The pair hopes to resurrect the experience they loved with eccentric design that carries over into the food, but are aware their iteration of The Turk’s Inn needs to appeal to a younger, potentially more discerning NYC crowd.

When you enter their Turk’s Inn, you’re instantly faced with the odd sensation of stepping onto carpeted floor—almost unheard of for a restaurant opening in 2019, but an important element of the original experience. In fact, they sought out a custom carpenter to replicate the original pattern.

That mindset isn’t unique to the floor. As you walk through the space, the line between original pieces and newly added objects is blurred. There is an obvious design lens here, and it does well in not succumbing to its own kitschiness. The design choices feel purposeful and consistent—even a yearbook-like portrait of a cat (which came from Kataria’s apartment) seems at home on the wall above one of the restaurant’s biggest booths.

“It’s very much ours,” Kataria says. “We’re introducing it to this new neighborhood, in 2019, and we have to make a contemporary offering to these people.
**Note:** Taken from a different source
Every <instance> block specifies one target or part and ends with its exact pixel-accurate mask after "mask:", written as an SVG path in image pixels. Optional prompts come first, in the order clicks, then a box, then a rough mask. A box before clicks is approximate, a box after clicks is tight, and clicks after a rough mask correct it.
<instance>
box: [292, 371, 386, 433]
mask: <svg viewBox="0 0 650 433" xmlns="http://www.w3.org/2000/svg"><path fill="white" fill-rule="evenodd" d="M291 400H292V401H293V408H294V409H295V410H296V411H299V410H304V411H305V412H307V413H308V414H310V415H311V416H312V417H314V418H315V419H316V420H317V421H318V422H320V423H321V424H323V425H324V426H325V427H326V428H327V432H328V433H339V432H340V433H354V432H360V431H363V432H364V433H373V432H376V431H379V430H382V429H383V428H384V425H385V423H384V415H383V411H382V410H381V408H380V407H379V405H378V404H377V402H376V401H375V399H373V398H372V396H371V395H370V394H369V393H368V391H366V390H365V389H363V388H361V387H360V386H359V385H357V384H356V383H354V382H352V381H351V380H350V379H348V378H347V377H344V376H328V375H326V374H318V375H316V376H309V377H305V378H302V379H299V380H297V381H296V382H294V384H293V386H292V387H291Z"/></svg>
We’re translating what this place was, and the inspiration that we took from it. We have to transmit this story, but in doing that, you’re making it your own interpretation. This isn’t a shrine. It’s not a museum, but part of this place is telling the story. It’s trying to capture its spirit.”

“It’s also very important to say that we didn’t invent it,” Kataria continues. “We’re taking something that was created well before our time, something that captivated us and we’re now transmitting that to a new generation. There are other aspects of this facility that are much more our own, too. The Turk’s Inn was our muse for this specific space, and then we had to develop a design language that we could extend to these other spaces that didn’t really exist. But the motifs of mid-east and midwest, mid-century and future pervade the entire space.”

When The Turk’s Inn opens this week, its to-go counter, music venue and rooftop will too. “The ideal night here begins with not being able to get a table right away, so you have to take a seat at the bar. Then you have an amazing dinner. You catch a show afterward, or a dance party, and then it’s late and you end up here,” Kataria says as he gestures toward a corner of the rooftop that’ll be selling kebabs well into the night.

Across from him is The Turk’s Inn’s neon sign—now battered and a bit like a lost memory. The original’s history is well-conveyed, but it cannot be understated that this opening is also a powerful debut from two first-time restaurateurs. The food they’re serving isn’t quite Turkish, and their space isn’t just a restaurant. Just like the original, it’s a collision of many things—precisely as intended.

“We’ve also inserted ourselves into the Turk’s story,” Erickson adds. “We’re the stewards now. It was George the Turk, Marge and now we’re carrying the torch.”

“I like to say that this is our 81st year of being open,” Kataria concludes.

The Turk’s Inn, at 234 Starr Street in Brooklyn, opens 27 June.